Пацан так запыхался, что его уже пошатывало и в сидячем положении, казалось, что рельса отдаёт ударами маневрового тепловоза, идущего сюда, за этими вагонами, но солнце, зависшее на самой верхотуре неба, не давало отодвинуться из-под вагона ни на сантиметр.
— Мачи скарей! — сказал Гундос. — Хмырь канает.
Хотелось пить, а особенно тогда, когда Колёк, откинув голову, заклокотал своим кадыком, и красная струйка потекла с края его губ по запылённому подбородку. «Хряпнешь?» — предложили ему по кругу. Пацан отказался и пожалел. Хлеб, который он жадно жевал, не шёл дальше горла, тем более что и кусок жирной рыбы из консервов стоял чуть глубже, карамелек же не хотелось и вовсе, не говоря о вонючем луке, а потому, когда ему предложили досандолить всё, что оставалось на донышке, то он почти выхватил бутылку и взахлёб выхлебал её до конца.

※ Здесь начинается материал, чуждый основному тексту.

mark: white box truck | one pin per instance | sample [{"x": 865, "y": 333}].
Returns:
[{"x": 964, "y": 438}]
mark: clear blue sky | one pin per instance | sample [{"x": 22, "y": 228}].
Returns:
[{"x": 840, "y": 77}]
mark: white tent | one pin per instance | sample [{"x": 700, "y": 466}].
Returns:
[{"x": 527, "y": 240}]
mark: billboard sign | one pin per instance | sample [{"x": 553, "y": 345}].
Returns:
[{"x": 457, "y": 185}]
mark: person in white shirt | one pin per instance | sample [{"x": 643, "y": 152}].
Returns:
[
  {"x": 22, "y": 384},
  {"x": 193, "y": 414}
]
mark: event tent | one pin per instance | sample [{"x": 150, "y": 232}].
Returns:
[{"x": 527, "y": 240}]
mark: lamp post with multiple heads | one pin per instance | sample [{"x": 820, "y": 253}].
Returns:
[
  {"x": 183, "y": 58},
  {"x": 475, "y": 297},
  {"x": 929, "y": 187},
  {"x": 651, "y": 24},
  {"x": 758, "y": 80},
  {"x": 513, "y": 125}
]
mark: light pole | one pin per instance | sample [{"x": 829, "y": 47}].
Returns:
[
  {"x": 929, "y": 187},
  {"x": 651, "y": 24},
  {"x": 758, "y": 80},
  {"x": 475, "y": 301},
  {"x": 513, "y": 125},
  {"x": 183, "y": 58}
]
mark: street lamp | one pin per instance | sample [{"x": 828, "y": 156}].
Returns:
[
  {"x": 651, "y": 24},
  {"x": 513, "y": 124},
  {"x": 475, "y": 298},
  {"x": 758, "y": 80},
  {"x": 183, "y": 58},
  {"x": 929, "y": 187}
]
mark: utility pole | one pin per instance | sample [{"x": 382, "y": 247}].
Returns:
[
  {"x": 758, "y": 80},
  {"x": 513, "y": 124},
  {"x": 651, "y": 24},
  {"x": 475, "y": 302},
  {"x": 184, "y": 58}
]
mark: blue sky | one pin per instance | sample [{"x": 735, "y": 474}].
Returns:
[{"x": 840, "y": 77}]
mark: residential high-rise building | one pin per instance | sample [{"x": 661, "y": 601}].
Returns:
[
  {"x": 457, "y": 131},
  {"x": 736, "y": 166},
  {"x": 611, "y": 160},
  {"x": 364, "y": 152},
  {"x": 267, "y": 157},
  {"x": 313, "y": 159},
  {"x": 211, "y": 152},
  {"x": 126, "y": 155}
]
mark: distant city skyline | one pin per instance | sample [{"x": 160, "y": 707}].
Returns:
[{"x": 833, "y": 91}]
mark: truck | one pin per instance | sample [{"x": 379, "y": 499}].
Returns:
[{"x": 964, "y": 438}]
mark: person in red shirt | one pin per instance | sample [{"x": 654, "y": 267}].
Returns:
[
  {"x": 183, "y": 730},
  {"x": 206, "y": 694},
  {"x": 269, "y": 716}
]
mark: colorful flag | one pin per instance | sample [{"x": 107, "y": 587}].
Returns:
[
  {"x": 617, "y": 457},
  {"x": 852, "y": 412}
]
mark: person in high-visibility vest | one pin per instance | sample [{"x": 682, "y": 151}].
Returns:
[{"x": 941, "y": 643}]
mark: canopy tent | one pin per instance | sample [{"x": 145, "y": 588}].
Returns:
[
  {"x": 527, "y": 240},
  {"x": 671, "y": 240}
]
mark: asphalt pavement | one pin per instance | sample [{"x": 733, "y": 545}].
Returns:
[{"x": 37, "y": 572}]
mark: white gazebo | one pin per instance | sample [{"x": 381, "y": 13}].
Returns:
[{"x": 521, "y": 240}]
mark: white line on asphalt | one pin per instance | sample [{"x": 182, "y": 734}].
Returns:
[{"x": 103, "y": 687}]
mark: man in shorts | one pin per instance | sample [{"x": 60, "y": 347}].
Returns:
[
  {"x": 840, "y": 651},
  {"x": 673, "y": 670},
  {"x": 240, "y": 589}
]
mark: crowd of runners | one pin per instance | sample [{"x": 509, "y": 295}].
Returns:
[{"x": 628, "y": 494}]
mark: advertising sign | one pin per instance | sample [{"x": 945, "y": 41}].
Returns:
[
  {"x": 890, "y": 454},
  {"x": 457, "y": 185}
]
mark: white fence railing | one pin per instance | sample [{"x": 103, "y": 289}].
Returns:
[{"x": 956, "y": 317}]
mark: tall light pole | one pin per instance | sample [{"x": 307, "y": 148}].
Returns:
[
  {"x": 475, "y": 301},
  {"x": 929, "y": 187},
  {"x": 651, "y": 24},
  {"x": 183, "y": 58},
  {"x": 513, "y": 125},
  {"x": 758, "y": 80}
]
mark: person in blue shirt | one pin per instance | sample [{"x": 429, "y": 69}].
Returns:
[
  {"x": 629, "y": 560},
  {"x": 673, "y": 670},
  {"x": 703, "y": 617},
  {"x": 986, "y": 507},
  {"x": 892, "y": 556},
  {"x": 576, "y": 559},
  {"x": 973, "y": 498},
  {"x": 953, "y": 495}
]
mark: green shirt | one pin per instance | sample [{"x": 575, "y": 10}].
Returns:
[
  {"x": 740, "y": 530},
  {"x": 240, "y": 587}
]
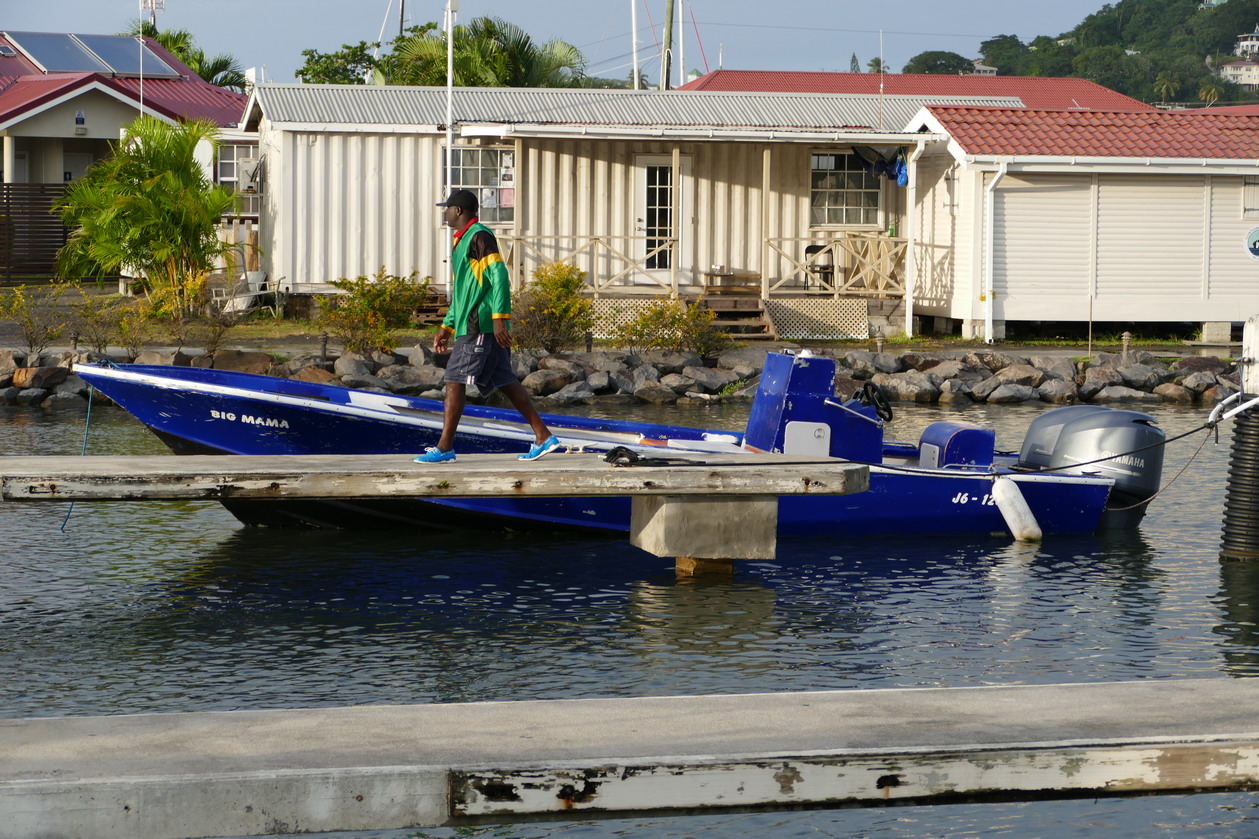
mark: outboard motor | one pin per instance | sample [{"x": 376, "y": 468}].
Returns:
[
  {"x": 1084, "y": 433},
  {"x": 796, "y": 412}
]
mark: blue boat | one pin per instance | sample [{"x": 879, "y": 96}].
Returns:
[{"x": 1080, "y": 468}]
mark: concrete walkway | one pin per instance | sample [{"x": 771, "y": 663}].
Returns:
[{"x": 383, "y": 767}]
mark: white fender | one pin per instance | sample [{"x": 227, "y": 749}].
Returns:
[{"x": 1015, "y": 510}]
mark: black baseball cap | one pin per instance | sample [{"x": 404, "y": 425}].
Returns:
[{"x": 461, "y": 198}]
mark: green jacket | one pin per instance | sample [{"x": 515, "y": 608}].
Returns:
[{"x": 481, "y": 291}]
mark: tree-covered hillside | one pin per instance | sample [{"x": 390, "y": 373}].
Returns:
[{"x": 1156, "y": 51}]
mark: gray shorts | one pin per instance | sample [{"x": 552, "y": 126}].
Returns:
[{"x": 477, "y": 359}]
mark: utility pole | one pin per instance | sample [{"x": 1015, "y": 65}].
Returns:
[{"x": 666, "y": 59}]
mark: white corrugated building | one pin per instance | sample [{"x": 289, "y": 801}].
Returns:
[
  {"x": 1088, "y": 216},
  {"x": 351, "y": 174}
]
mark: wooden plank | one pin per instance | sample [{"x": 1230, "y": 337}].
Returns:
[
  {"x": 345, "y": 476},
  {"x": 380, "y": 767}
]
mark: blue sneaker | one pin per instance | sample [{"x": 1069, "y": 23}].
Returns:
[
  {"x": 434, "y": 455},
  {"x": 544, "y": 447}
]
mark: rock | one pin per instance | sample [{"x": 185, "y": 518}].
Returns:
[
  {"x": 315, "y": 376},
  {"x": 360, "y": 382},
  {"x": 238, "y": 362},
  {"x": 1055, "y": 367},
  {"x": 992, "y": 359},
  {"x": 1059, "y": 392},
  {"x": 1199, "y": 382},
  {"x": 39, "y": 377},
  {"x": 411, "y": 381},
  {"x": 64, "y": 399},
  {"x": 846, "y": 387},
  {"x": 675, "y": 382},
  {"x": 1174, "y": 393},
  {"x": 388, "y": 359},
  {"x": 173, "y": 358},
  {"x": 910, "y": 386},
  {"x": 574, "y": 393},
  {"x": 601, "y": 382},
  {"x": 1097, "y": 379},
  {"x": 30, "y": 396},
  {"x": 422, "y": 355},
  {"x": 865, "y": 364},
  {"x": 1122, "y": 393},
  {"x": 1219, "y": 393},
  {"x": 299, "y": 363},
  {"x": 547, "y": 382},
  {"x": 956, "y": 391},
  {"x": 671, "y": 362},
  {"x": 73, "y": 384},
  {"x": 10, "y": 360},
  {"x": 710, "y": 379},
  {"x": 575, "y": 369},
  {"x": 1010, "y": 392},
  {"x": 353, "y": 364},
  {"x": 1141, "y": 377},
  {"x": 1024, "y": 374},
  {"x": 655, "y": 393}
]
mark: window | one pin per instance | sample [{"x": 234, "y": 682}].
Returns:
[
  {"x": 1249, "y": 198},
  {"x": 228, "y": 173},
  {"x": 491, "y": 175},
  {"x": 841, "y": 192}
]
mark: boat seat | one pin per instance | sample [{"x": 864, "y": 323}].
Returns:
[{"x": 956, "y": 444}]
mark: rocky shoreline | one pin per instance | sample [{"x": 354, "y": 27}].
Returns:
[{"x": 661, "y": 378}]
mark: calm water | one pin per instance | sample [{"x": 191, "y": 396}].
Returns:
[{"x": 165, "y": 607}]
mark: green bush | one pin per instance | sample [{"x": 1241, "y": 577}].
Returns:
[
  {"x": 364, "y": 319},
  {"x": 34, "y": 310},
  {"x": 550, "y": 313},
  {"x": 669, "y": 324}
]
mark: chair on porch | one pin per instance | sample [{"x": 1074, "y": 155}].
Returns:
[{"x": 822, "y": 267}]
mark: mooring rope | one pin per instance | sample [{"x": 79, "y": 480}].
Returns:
[{"x": 87, "y": 426}]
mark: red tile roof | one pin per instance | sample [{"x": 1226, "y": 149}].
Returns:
[
  {"x": 23, "y": 88},
  {"x": 1102, "y": 134},
  {"x": 1035, "y": 92}
]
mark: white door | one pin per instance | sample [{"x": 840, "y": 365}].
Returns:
[{"x": 654, "y": 221}]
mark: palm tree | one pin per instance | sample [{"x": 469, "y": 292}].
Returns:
[
  {"x": 1166, "y": 87},
  {"x": 222, "y": 71},
  {"x": 149, "y": 207},
  {"x": 489, "y": 52},
  {"x": 1209, "y": 92}
]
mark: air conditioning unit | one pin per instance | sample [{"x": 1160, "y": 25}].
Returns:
[{"x": 249, "y": 175}]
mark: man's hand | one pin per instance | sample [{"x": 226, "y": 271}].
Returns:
[
  {"x": 441, "y": 340},
  {"x": 501, "y": 333}
]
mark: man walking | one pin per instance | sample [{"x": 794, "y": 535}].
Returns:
[{"x": 480, "y": 320}]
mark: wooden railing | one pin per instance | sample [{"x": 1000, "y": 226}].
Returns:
[
  {"x": 620, "y": 268},
  {"x": 849, "y": 265},
  {"x": 852, "y": 265},
  {"x": 30, "y": 234}
]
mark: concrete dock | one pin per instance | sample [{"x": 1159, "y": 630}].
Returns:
[
  {"x": 257, "y": 772},
  {"x": 343, "y": 476}
]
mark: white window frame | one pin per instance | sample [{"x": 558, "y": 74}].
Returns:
[
  {"x": 225, "y": 174},
  {"x": 490, "y": 173},
  {"x": 839, "y": 192}
]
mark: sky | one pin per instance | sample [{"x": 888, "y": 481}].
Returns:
[{"x": 735, "y": 34}]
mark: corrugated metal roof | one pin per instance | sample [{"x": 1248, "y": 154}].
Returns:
[
  {"x": 1043, "y": 93},
  {"x": 23, "y": 87},
  {"x": 426, "y": 106},
  {"x": 1192, "y": 135}
]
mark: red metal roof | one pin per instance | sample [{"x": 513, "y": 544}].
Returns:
[
  {"x": 23, "y": 88},
  {"x": 1035, "y": 92},
  {"x": 1102, "y": 134}
]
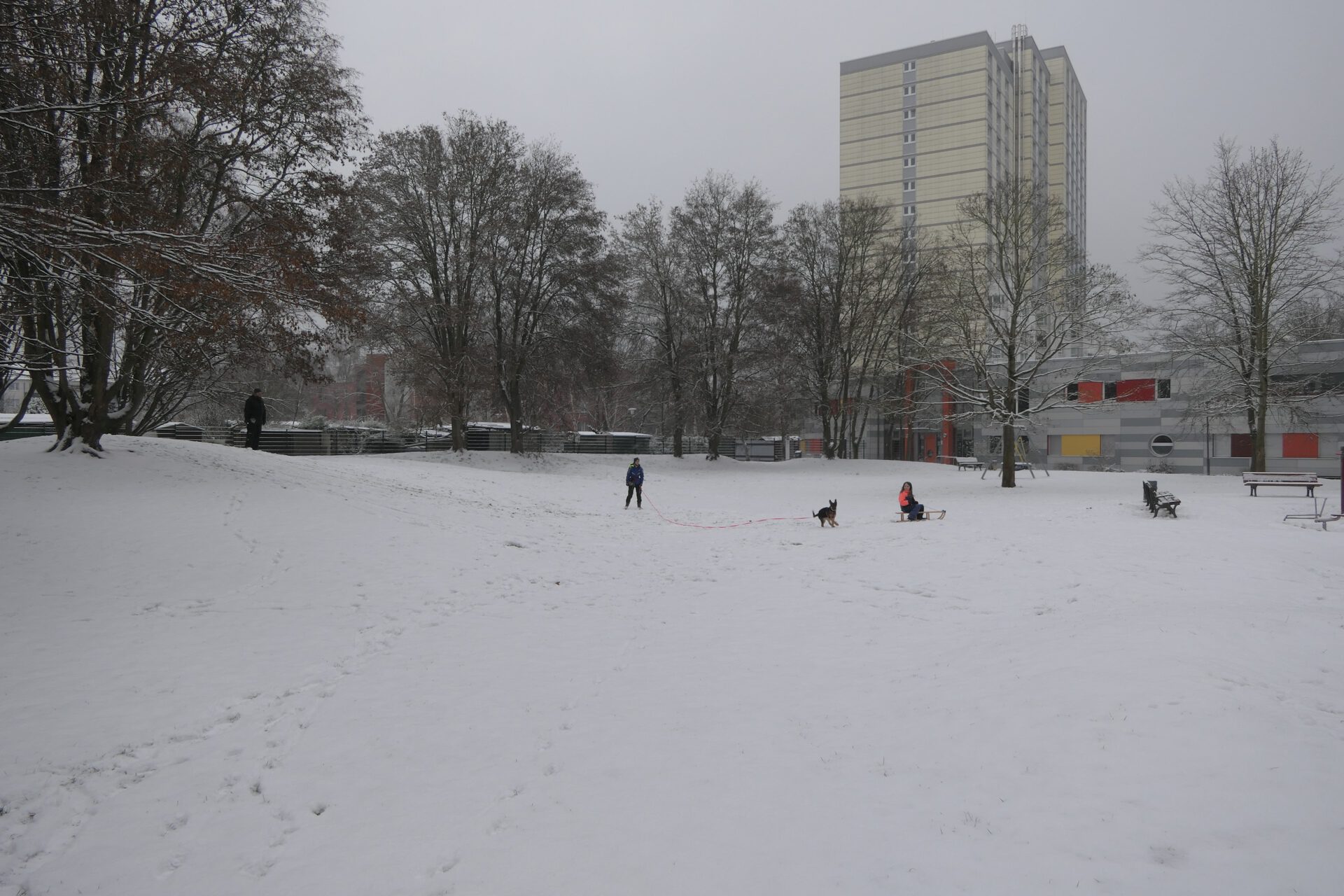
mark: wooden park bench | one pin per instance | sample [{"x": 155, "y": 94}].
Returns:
[
  {"x": 1317, "y": 514},
  {"x": 1257, "y": 480},
  {"x": 1159, "y": 500}
]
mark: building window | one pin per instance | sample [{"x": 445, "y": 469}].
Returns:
[
  {"x": 1079, "y": 447},
  {"x": 1301, "y": 445},
  {"x": 1135, "y": 390}
]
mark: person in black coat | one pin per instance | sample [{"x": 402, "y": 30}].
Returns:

Вино было сладкое и противное, оно щекотало горло, и именно там, откуда, слава богу, уходил вниз непрожёванный хлеб, и голова пацана пошла кругом, как будто тепловоз этот уже совсем под боком, а щёки раздулись и напряглись и от их жара высох жгучий пот и превратился в натянутую, горячую плёнку, и мальчику захотелось выматериться с луком во рту, обматерить этого шоферюгу, и он не удержался, как бы срываясь уже помимо своей воли с обрыва над рекой: «Сука, п…т ещё, что лук мелкий!»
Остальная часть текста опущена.